The problem with agriculture in Europe caused by the First World War had been advantageous to American farmers who were able to use machines in order to increase their production. This led the farmers to export their products that are excessive to the local market’s demand overseas. But when the European market recovered in the 1920s, the American farmers encountered difficulty in finding markets for their products abroad. With the continuous overproduction of agricultural products that is more than what the local market can consume, prices inevitably drop resulting to the decline in agricultural profit. This problem was intended to be resolved by the Agricultural Adjustment Act.
The Agricultural Adjustment Act is part of the New Deal program of Franklin Delano Roosevelt when he was elected president. The Agricultural Adjustment Act (AAA) was drafted by his Secretary of Agriculture Henry Wallace. The goal of the Agricultural Adjustment Act is to bring back the golden years of agriculture like that of in 1909 to 1914, which had relentlessly gone downhill due to the Great Depression. The Agricultural Adjustment Act aims to achieve parity by eradicating excessive production of crops and livestock.

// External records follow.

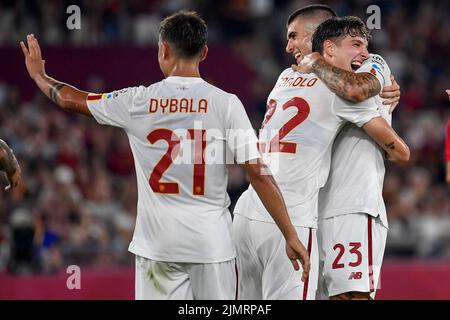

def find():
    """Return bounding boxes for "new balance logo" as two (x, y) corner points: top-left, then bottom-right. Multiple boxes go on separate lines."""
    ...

(348, 272), (362, 280)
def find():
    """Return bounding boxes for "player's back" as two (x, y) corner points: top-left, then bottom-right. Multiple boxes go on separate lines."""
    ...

(319, 55), (392, 227)
(87, 77), (257, 263)
(235, 69), (380, 227)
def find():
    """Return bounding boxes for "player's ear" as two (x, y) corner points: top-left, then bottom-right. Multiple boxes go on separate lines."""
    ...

(200, 46), (208, 61)
(323, 40), (335, 57)
(159, 41), (171, 60)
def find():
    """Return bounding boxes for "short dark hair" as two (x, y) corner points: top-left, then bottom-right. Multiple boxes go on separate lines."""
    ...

(159, 11), (208, 59)
(286, 4), (337, 26)
(312, 16), (370, 54)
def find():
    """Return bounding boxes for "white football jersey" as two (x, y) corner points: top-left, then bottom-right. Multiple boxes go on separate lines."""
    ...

(88, 77), (259, 263)
(319, 54), (392, 227)
(235, 68), (380, 228)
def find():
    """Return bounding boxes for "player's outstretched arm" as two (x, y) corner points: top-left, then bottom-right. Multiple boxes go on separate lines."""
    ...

(0, 139), (21, 190)
(292, 52), (381, 102)
(242, 159), (311, 281)
(363, 117), (410, 162)
(20, 34), (92, 116)
(292, 52), (400, 109)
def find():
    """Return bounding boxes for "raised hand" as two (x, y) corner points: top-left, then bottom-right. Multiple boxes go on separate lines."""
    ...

(286, 237), (311, 282)
(380, 75), (400, 113)
(20, 34), (45, 80)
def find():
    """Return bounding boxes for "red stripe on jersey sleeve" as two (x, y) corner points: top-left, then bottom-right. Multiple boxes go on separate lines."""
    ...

(87, 94), (103, 101)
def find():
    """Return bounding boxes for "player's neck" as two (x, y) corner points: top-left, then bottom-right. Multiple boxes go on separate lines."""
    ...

(168, 60), (200, 78)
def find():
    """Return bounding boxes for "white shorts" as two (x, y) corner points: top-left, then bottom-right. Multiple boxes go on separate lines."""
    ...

(317, 213), (387, 299)
(135, 256), (236, 300)
(233, 214), (319, 300)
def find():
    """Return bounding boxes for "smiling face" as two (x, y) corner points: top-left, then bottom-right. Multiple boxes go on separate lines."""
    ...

(286, 16), (327, 64)
(323, 35), (369, 71)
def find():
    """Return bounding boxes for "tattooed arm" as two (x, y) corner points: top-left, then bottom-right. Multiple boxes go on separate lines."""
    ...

(20, 35), (92, 116)
(292, 52), (381, 102)
(363, 117), (410, 162)
(0, 139), (21, 190)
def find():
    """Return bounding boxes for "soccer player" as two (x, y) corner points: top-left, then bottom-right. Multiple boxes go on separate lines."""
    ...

(0, 139), (21, 190)
(291, 7), (409, 299)
(20, 12), (309, 299)
(233, 17), (406, 299)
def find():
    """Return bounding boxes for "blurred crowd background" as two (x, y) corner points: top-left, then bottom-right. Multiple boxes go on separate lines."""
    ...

(0, 0), (450, 274)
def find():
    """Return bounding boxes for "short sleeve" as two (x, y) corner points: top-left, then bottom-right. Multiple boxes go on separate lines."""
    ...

(227, 95), (260, 163)
(333, 96), (381, 128)
(356, 54), (391, 88)
(87, 87), (139, 128)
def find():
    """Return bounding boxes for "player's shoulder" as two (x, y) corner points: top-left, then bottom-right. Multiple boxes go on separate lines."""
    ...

(363, 53), (389, 72)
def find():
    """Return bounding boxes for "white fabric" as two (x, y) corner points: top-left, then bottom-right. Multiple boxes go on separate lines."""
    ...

(317, 213), (387, 300)
(233, 215), (318, 300)
(319, 55), (391, 227)
(88, 77), (259, 263)
(235, 69), (380, 228)
(135, 256), (236, 300)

The Agricultural Adjustment Act restricted the farmers’ overproduction of basic crops and livestock by giving them subsidies for not planting on parts of their land and eliminating surplus livestock. These subsidies came from exclusive tax on companies that processed agricultural products. This practice then resulted to a balanced supply-versus-demand ratio, effectively maintaining the price of the crops across different markets. It also encouraged diversified farming since they have specific quota for basic crops, the farmers are able to plant different crops with the remaining parts of their land. The Agricultural Adjustment Act also eliminated the practice of sharecropping, where owners lease their land to farmers in exchange for 1/3 of the farmers’ profit.
By 1936, the Supreme Court determined the Agricultural Adjustment Act to be unconstitutional for taxing the agricultural processors in order to accumulate funds for the subsidies given to the farmers. The majority of the judges decided it is illegal to charge tax from one group in order to give it to the other. This issue was resolved by the Agricultural Adjustment Act of 1938. Instead of giving subsidies to farmers in order to lower their production, a marketing quota is employed and penalties are issued for overproduction. For example, when the secretary of agriculture determined that a certain crop exceeded the “reserve supply level”,  the secretary would divide the quota among the producers of that crop nationwide and issue penalty to warehouses that markets the crops coming from farms with excessive production. Although the marketing quota enforced by the Agricultural Adjustment Act of 1938 interferes more aggressively with the agricultural economy than the processing taxes issue of the Agricultural Adjustment Act of 1933, the Mulford still considered it as a program “intended to foster, protect and conserve commerce“.
Along with the Agricultural Act of 1949, the Agricultural Adjustment Act of 1938 comprises the majority of “permanent legislation” which gives federal support to farm incomes and commodity prices up to this day.